Niter Kibbeh (Ethiopian Spiced Butter)
4 oz (1 stick) unsalted butter
1 minced garlic clove
1 tsp chopped ginger
½ tsp turmeric
1 cardamom pod
¼ cinnamon stick
Put all the ingredients in a pyrex measuring jug, and put it in a 350° oven for about half an hour. This is by far the easiest way I know to clarify butter. First the butter will melt and milk solids will settle out like white foam thoughout the liquid. After a while the milk solids will cook, and eventually most of them will brown and settle at the bottom of the jug. Take the jug out of the oven and let it cool. For Christ’s sake, don’t touch it! It is hotter than the sun, and it looks so innocuous, sitting there. I can’t tell you how many times I’ve reached for it to move it to a different counter or something, only to snatch my hand away when I felt the radiating heat.
When it is cool but still liquid, pour off the golden, clarified butter. You can filter it through a sieve, or through cheesecloth. I have cheesecloth, because I hate not having cheesecloth when I’m making an interesting dish that suddenly requires it. I won’t say cheesecloth is most useful item in my kitchen, but it’s good to know it’s there. You can buy a thousand miles of it in a tiny bag at the supermarket.

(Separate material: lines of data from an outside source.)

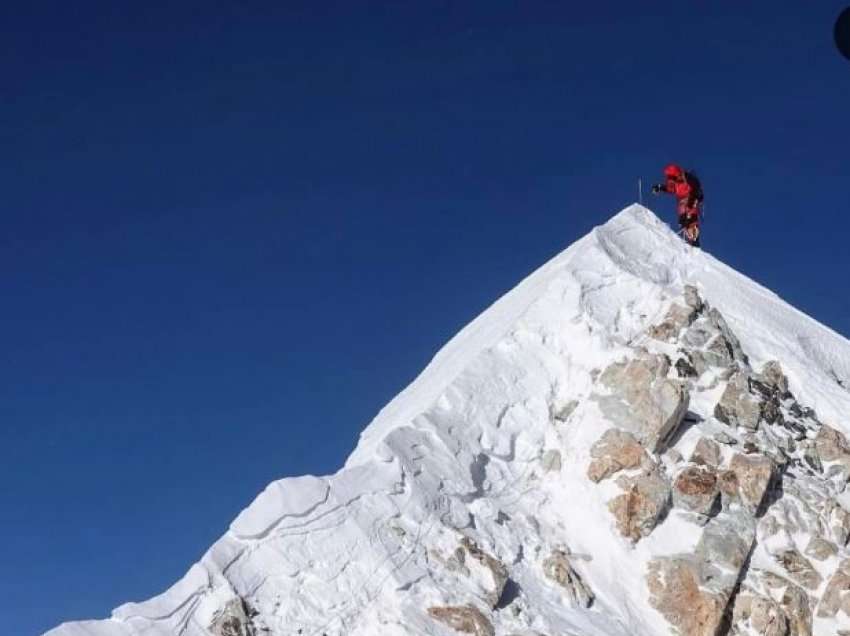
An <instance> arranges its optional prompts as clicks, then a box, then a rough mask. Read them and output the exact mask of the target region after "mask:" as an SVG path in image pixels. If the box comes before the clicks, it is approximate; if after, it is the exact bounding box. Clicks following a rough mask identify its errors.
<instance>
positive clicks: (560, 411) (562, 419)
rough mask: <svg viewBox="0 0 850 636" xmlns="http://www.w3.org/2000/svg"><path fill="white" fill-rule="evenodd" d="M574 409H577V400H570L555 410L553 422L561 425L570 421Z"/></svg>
mask: <svg viewBox="0 0 850 636" xmlns="http://www.w3.org/2000/svg"><path fill="white" fill-rule="evenodd" d="M576 408H578V400H570V401H569V402H567V403H566V404H565V405H564V406H562V407H561V408H559V409H557V410H556V411H555V413H554V414H553V416H552V417H553V419H554V420H555V422H557V423H561V424H563V423H564V422H566V421H567V420H568V419H570V415H572V414H573V411H575V410H576Z"/></svg>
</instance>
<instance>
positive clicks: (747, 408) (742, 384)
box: [714, 372, 761, 431]
mask: <svg viewBox="0 0 850 636" xmlns="http://www.w3.org/2000/svg"><path fill="white" fill-rule="evenodd" d="M714 417H716V418H717V419H718V420H720V421H721V422H723V423H724V424H728V425H729V426H732V427H734V428H738V427H740V428H743V429H746V430H749V431H755V430H758V425H759V421H760V419H761V409H760V407H759V403H758V402H757V401H756V400H755V398H753V396H752V395H751V394H750V391H749V382H748V378H747V376H746V374H745V373H742V372H738V373H736V374H735V375H734V376H732V378H731V379H730V380H729V383H728V384H727V385H726V390H725V391H723V395H722V396H721V397H720V402H718V403H717V406H715V407H714Z"/></svg>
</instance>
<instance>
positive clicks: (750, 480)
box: [720, 453, 775, 513]
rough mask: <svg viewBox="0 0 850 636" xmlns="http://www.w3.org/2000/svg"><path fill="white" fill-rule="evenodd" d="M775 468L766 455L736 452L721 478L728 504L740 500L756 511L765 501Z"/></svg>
mask: <svg viewBox="0 0 850 636" xmlns="http://www.w3.org/2000/svg"><path fill="white" fill-rule="evenodd" d="M774 469H775V467H774V464H773V462H772V461H771V459H770V458H769V457H766V456H765V455H745V454H742V453H736V454H735V455H734V456H733V457H732V461H731V462H730V464H729V470H727V471H725V473H723V474H722V476H721V480H720V489H721V491H722V492H723V494H724V495H725V496H726V503H727V505H732V503H733V502H735V503H737V502H740V503H741V504H742V505H744V506H745V507H746V508H747V509H748V510H750V512H752V513H755V512H756V511H757V510H758V509H759V507H760V506H761V504H762V502H763V501H764V496H765V494H766V493H767V489H768V486H770V482H771V480H772V479H773V475H774Z"/></svg>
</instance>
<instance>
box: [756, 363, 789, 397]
mask: <svg viewBox="0 0 850 636" xmlns="http://www.w3.org/2000/svg"><path fill="white" fill-rule="evenodd" d="M761 379H762V380H763V381H764V382H765V383H766V384H768V385H769V386H772V387H774V388H775V389H776V390H777V391H779V392H780V393H781V394H782V395H785V394H787V393H788V378H786V377H785V374H784V373H783V372H782V366H781V365H780V364H779V362H778V361H776V360H771V361H770V362H767V363H765V365H764V367H763V368H762V370H761Z"/></svg>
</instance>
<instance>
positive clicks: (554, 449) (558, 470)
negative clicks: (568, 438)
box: [540, 448, 561, 473]
mask: <svg viewBox="0 0 850 636" xmlns="http://www.w3.org/2000/svg"><path fill="white" fill-rule="evenodd" d="M540 467H541V468H542V469H543V472H544V473H557V472H560V471H561V451H559V450H558V449H557V448H552V449H549V450H547V451H546V452H545V453H543V457H541V458H540Z"/></svg>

Berberé (Ethiopian spice mixture)
Berberé, as I understand it, is one of those foundational flavors, the Ethiopian equivalent of dashi, or fish sauce, or ras el hanout. Naturally the ingredients vary wildly, depending on who you ask, or what part of Ethiopia you are in, or what time of day it is, or what’s on hand, and this is as it should be. The essential ingredients are fenugreek and red peppers; everything else is more or less optional. Here is what I made:
1 tsp fenugreek
4 dried chilis (I used anchos)
Four cardamom pods
1/8 tsp ground cinnamon
The heads of six cloves
½ tsp ground coriander
½ tsp ground cumin
¼ tsp ground nutmeg
½ tsp coarsely ground black pepper
¼ tsp turmeric
1 Tb paprika (I used Spanish smoked)
1 Tb salt
1 tsp fresh grated ginger
Toss in all the spices into a heavy skillet over medium heat. Dry roast them for a minute but don’t burn them – you want them dark brown but definitely not black. Remove the skillet from the heat, and transfer the toasted spices to a mortar and pestle (or blender, or electric spice grinder…). Add a clove of garlic and a drizzle of olive oil. And then pound away. Pound, pound, pound! As the spices pulverize you can add more olive oil until you have a chunky paste. This paste is to die for and you’ll wish you made more. I do.
Doro Wat (Ethiopian chicken stew)
Since you now have niter kibbeh and berberé on hand, this stew is a snap.
3 red onions
1 large chicken breast
1 cup brown lentils, soaked
¼ cup niter kibbeh
3 Tb berberé paste
Finely chop up three onions and cook them. You just want them all nice and soft, not browned or caramelized. Add about 1/8 cup of your clarified, spiced butter. Then add the cut up chicken breast, sear it a little, and stir in your berberé paste. The amount depends on your tastebuds; I’d say I added about 3 Tb and could have added more. Same remarks for the niter kibbeh: as the stew neared completion, I tossed in a bunch more just to get full benefit of the spicy creaminess.
Add the soaked lentils (minus their soaking fluid) and enough water or wine to make a stew, about two cups. I’m pretty sure they don’t use white wine in Ethiopia, but I just hate adding water to stews. This would be a good place for real chicken stock, too.
Stew it away on low heat until the lentils are cooked, about half an hour. Garnish with cilantro and serve with flat bread. Eat with your right hand only.